Were this to actually happen, it would be probably the largest and single most ironic blow to American Democracy since Samuel Tilden felt the greasy sting of electoral idiocy in 1876. The American people were asked what they thought about continuing the war in the Middle East about a year ago, and they responded with a mandate that enough was enough: finish what you have to over there and get gone. The majority says that it's time to hit the Mesopotamian bricks. Yet as surely as the truth keeps interfering with the Administration's simplistic view of geopolitical, military, and economic reality, the majority will be ignored, and democracy will be subverted--even as democracy becomes the symbolic MacGuffin around which this war is being organized.

The reason for the runup to firepower is supposedly the improvised explosive devices manufactured in Iran being used against American soldiers. No doubt that those who manufacture the roadside bombs that take out Americans are our enemies. But you can't always best an enemy by running at him with a broken beer bottle. Sometimes, a better, cheaper, more permanent, and whole-lot-less-bloody option is to make him NOT your enemy.

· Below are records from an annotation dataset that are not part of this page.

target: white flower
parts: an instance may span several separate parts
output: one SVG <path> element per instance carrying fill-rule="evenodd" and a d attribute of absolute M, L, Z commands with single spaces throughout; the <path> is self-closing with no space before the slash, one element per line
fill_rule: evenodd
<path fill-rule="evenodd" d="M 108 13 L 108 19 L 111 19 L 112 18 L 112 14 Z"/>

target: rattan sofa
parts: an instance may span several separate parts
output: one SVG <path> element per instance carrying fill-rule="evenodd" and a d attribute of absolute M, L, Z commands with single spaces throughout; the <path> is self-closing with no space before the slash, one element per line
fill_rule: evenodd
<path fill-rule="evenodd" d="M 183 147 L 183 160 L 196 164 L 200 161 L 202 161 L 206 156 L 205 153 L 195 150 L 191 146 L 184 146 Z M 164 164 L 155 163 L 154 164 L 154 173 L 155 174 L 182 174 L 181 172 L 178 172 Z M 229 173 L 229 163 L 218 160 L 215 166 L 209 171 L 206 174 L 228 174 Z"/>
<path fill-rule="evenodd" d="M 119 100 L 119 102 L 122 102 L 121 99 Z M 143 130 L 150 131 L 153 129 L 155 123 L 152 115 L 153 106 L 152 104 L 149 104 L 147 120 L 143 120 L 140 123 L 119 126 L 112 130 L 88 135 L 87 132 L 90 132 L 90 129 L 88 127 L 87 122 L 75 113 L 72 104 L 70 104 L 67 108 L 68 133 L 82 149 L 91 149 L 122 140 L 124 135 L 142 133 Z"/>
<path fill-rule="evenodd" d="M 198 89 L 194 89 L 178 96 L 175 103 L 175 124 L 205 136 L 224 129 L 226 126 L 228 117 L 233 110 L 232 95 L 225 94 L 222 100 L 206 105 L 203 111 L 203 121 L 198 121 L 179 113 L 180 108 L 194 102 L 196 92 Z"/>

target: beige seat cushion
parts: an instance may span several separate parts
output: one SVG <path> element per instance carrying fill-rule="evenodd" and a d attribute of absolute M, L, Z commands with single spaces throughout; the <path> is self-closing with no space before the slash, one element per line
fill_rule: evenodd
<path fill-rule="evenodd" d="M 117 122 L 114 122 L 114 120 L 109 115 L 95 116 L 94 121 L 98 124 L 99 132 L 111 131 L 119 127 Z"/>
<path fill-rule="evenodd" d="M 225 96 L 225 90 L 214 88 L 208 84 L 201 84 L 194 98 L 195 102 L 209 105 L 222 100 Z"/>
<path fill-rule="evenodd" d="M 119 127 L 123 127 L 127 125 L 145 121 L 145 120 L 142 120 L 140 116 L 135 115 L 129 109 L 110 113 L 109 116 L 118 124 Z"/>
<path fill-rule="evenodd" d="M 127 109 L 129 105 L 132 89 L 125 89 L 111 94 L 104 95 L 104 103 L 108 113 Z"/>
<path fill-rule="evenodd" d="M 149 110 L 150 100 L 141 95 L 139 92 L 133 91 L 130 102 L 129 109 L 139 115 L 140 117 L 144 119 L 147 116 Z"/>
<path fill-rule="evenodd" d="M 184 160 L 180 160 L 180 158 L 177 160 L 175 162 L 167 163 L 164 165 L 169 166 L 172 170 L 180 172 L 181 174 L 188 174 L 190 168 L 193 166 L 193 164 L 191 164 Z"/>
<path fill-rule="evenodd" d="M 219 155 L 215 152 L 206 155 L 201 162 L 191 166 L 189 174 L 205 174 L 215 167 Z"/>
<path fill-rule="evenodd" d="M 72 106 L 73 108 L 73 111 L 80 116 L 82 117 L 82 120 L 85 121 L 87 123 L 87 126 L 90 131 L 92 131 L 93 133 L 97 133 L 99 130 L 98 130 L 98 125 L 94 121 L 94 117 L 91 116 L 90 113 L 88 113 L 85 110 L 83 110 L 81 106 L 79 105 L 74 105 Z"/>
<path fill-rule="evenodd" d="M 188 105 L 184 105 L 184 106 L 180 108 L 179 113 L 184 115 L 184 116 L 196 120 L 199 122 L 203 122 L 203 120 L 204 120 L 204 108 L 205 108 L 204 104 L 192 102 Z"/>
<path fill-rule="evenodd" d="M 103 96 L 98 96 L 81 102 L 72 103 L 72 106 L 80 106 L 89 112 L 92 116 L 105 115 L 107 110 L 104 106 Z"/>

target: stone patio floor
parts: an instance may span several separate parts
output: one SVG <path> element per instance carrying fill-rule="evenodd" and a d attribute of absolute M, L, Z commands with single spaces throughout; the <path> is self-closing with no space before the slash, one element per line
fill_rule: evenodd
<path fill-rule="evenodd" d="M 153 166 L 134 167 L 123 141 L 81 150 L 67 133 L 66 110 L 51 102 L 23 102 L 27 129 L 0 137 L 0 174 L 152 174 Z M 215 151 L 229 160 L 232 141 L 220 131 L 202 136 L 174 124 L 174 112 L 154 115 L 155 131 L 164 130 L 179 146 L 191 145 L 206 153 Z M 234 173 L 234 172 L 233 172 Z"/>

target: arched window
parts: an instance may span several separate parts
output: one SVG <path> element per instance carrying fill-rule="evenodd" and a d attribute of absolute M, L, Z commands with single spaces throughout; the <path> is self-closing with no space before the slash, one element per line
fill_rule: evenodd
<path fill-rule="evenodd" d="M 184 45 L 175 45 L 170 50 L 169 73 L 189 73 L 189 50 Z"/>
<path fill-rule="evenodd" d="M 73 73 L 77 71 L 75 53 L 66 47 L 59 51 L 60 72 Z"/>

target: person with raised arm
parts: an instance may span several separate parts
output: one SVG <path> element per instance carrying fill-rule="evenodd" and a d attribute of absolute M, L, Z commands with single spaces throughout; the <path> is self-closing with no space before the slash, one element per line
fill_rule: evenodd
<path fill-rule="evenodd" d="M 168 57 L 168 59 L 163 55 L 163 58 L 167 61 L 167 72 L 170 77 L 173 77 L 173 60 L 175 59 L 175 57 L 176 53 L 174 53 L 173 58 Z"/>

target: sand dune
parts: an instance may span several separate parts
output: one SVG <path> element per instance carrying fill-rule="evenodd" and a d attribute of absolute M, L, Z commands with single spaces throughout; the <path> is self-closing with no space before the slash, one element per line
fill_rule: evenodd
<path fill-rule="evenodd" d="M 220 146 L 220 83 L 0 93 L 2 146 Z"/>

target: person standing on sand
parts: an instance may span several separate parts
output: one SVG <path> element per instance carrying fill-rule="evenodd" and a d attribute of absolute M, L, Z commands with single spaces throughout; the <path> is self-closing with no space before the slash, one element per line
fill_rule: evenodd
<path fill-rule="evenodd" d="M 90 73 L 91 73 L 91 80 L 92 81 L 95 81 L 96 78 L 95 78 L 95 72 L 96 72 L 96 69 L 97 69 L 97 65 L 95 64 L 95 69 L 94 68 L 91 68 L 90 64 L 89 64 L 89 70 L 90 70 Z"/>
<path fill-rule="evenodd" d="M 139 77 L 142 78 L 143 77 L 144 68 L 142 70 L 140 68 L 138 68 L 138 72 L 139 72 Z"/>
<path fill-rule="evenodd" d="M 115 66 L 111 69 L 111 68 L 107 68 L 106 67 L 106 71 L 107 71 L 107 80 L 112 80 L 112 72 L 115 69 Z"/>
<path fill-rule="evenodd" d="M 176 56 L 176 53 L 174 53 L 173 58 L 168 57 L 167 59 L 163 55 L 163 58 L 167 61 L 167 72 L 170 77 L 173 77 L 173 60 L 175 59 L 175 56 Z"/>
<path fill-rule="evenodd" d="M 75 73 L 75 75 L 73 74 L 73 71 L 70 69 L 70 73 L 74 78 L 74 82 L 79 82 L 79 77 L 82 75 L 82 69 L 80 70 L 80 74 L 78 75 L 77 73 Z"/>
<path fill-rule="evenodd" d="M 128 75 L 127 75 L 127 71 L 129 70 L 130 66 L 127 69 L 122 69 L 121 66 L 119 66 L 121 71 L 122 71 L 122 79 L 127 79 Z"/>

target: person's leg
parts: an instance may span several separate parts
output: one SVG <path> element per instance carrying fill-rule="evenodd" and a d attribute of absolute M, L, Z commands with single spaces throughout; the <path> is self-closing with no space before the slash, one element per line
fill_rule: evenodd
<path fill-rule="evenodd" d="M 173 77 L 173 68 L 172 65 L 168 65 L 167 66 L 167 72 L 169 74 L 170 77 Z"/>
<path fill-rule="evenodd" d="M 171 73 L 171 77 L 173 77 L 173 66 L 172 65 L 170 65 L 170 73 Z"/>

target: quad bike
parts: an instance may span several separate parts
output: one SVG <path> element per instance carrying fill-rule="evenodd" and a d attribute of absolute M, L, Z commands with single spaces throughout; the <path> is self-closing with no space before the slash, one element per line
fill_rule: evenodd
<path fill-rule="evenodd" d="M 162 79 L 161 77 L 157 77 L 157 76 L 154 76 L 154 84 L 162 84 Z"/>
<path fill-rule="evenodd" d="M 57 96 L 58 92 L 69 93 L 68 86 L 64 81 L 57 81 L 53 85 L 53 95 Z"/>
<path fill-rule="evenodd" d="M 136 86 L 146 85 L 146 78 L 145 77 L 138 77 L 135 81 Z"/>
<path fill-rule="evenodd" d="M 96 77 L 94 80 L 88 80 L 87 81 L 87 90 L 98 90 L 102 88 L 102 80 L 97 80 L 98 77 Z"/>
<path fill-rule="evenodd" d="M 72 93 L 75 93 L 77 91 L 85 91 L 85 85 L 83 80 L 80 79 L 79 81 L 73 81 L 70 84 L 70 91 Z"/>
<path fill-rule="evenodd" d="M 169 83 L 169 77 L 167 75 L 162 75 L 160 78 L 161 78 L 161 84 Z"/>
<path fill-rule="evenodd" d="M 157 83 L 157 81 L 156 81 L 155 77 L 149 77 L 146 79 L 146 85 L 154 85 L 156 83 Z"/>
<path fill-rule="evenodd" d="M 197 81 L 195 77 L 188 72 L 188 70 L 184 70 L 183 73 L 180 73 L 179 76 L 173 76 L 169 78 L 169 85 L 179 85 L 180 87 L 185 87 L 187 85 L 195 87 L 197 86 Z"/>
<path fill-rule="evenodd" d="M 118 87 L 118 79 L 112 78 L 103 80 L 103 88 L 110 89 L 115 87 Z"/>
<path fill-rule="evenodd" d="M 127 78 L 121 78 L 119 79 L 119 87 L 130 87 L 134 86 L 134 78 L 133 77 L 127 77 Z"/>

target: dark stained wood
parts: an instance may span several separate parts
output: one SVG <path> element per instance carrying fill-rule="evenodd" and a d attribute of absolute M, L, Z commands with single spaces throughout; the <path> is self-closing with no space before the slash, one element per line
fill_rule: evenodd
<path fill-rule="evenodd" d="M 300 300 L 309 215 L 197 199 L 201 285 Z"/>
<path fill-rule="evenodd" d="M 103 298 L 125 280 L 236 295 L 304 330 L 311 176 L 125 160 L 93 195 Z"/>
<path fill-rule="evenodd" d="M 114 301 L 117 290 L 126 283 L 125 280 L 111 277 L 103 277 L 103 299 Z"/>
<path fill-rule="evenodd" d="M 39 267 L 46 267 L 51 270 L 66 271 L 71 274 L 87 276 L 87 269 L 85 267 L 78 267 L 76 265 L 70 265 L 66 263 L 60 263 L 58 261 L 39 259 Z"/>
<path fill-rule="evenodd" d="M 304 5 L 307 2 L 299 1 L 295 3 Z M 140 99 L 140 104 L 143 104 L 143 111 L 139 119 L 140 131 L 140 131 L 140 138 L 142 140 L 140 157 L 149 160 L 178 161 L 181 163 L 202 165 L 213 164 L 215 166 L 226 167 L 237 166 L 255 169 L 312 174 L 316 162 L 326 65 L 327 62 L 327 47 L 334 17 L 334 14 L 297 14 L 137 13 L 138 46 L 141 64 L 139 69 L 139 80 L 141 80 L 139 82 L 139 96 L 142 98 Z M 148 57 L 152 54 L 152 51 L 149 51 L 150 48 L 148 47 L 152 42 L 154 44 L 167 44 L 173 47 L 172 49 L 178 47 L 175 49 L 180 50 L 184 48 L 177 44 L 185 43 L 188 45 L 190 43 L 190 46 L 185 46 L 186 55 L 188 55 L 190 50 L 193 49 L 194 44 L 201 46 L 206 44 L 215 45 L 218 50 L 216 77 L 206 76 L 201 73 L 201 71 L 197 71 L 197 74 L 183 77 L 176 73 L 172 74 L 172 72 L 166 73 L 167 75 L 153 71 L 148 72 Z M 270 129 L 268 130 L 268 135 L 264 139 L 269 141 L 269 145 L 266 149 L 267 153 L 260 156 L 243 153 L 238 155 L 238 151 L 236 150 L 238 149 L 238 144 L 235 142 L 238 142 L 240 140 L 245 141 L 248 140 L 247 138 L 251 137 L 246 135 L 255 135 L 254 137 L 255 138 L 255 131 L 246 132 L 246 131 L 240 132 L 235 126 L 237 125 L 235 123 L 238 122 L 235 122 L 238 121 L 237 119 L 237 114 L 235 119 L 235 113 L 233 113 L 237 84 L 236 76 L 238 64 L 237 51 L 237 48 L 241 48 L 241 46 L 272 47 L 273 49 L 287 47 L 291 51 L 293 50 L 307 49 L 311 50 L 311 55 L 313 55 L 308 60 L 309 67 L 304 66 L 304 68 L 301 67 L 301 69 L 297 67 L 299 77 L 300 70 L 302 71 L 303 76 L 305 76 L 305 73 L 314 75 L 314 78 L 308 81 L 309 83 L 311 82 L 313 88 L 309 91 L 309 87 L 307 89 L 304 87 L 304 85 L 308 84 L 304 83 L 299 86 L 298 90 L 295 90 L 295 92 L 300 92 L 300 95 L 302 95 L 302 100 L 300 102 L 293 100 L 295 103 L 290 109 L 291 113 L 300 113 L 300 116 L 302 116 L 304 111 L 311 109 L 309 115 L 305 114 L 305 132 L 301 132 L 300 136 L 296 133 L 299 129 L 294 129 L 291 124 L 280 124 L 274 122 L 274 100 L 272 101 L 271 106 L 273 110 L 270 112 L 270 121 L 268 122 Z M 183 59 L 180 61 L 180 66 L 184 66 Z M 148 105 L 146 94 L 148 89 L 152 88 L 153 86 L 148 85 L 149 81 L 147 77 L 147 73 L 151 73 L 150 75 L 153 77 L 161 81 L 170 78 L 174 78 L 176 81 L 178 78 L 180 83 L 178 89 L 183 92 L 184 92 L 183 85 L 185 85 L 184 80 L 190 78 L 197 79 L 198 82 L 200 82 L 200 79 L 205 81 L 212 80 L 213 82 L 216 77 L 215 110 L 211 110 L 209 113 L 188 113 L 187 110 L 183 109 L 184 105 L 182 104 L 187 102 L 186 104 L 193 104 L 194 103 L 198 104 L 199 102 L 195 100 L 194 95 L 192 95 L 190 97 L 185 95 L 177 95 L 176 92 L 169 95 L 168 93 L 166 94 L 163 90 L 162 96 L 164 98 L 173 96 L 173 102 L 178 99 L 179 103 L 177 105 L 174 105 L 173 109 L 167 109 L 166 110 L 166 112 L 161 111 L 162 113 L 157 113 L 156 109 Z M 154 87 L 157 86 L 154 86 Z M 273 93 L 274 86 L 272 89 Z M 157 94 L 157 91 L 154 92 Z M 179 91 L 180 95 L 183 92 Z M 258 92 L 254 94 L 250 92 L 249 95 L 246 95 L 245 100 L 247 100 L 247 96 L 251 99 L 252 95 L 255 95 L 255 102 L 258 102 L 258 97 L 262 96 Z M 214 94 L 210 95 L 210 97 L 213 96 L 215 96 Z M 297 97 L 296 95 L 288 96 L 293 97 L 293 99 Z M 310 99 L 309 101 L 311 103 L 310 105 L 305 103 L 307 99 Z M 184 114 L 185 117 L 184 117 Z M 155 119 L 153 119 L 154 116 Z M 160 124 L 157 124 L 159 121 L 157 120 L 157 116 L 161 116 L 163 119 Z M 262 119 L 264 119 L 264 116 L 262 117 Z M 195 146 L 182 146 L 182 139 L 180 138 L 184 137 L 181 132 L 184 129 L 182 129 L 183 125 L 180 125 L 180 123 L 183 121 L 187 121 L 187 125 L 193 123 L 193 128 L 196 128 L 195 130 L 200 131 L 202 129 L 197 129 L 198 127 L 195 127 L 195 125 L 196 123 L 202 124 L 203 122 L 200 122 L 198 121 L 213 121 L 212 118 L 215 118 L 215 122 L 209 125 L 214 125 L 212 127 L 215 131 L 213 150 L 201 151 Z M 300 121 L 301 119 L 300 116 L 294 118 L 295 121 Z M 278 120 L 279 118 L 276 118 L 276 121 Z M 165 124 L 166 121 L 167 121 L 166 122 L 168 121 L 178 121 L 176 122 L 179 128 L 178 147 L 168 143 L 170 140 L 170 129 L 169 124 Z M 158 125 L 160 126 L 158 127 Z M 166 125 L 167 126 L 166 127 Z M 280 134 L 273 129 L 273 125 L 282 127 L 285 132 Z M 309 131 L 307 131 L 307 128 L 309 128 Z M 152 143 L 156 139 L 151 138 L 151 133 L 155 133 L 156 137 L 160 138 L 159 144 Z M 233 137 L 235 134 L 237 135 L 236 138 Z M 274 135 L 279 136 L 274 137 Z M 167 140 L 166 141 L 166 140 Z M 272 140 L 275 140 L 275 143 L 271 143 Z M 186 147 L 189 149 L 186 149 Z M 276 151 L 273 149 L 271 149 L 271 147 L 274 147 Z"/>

Besides, even after you've sliced his face open and are standing on his defeated, embittered chest, what chance do you have of going forward peacefully? Ever?

We've already Bumsfeldneymongered that chance away. We can only hope that a few key people in charge of running this country realize that it's not too late to avoid blundering into another war the American people don't want, don't need, and can't afford.

Monday, October 08, 2007

One Post, Five Topics, Twelve Months, And A Meeting

Earlier today I looked up from whatever it is that my employer is paying me to do and noticed that I've unknowingly stumbled over the one-year anniversary of the birth of this very blog. Happy Berkshire to Sense, retroactive to this last October 4th.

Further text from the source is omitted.